SciRuby / daru

Data Analysis in RUby
BSD 2-Clause "Simplified" License
1.03k stars 139 forks source link

How to reset filtered dataframe index to 0-N? #466

Open info-rchitect opened 5 years ago

info-rchitect commented 5 years ago

Hi,

I use dataframes that are typically indexed from 0 to N with no special need to index with non-numeric labels. So, when I filter a dataframe, the index then gets 'screwed up', aka non-sequential. This makes adding in new vectors a pain because the array of data has to have the same indices as the dataframe index or the data will be placed in the wrong spot. The reindex method does not do what I want, it inserts nils if the previous row of data that I filtered got removed. I just want the new filtered dataframe to be indexed from 0-N (the new, smaller N).

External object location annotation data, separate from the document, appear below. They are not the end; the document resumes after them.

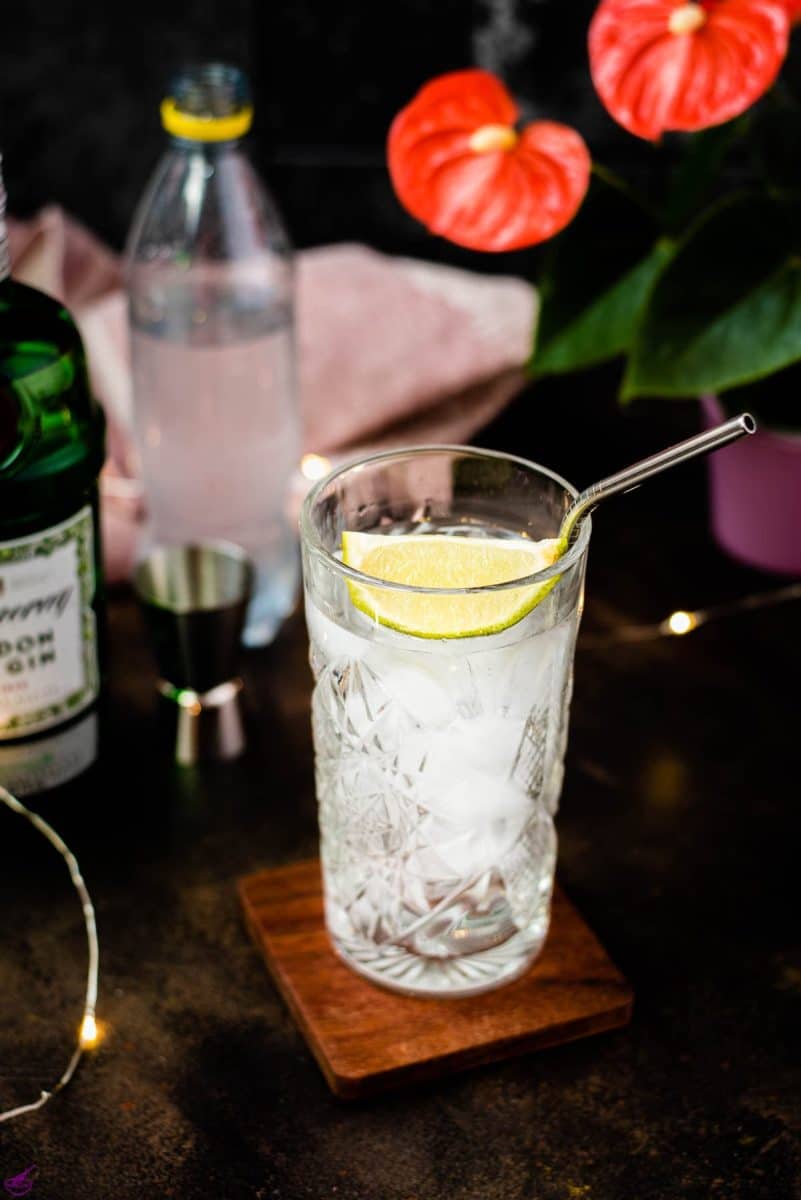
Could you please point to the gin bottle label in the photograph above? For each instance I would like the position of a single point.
(48, 637)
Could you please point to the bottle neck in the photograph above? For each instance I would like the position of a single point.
(5, 259)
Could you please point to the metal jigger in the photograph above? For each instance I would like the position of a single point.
(194, 599)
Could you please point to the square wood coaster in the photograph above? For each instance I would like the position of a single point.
(367, 1039)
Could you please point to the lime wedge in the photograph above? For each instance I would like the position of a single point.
(432, 561)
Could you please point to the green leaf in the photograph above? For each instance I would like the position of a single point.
(606, 328)
(727, 310)
(595, 282)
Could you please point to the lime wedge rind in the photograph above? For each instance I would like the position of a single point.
(447, 562)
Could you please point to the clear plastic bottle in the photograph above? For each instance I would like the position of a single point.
(209, 274)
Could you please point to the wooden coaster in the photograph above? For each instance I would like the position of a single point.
(367, 1039)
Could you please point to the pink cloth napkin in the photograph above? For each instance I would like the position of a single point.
(392, 351)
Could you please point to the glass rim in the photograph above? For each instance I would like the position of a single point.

I get around this currently by the following sequence:

  1. Filter the dataframe
  2. Export the filtered dataframe to a hash (a hash where the values are an Array and not a Vector)
  3. Re-create the dataframe using the exported hash

This results in the 0-N index I am looking for.

EDIT

The same behavior would also be great for the sort method. I don't care what the original index was after sorting, I just want to be able to join in data from other dataframes or vectors without worrying about the index. If the other vector is the same size as the dataframe (nrows) then just add the data in from row 0-N.

thx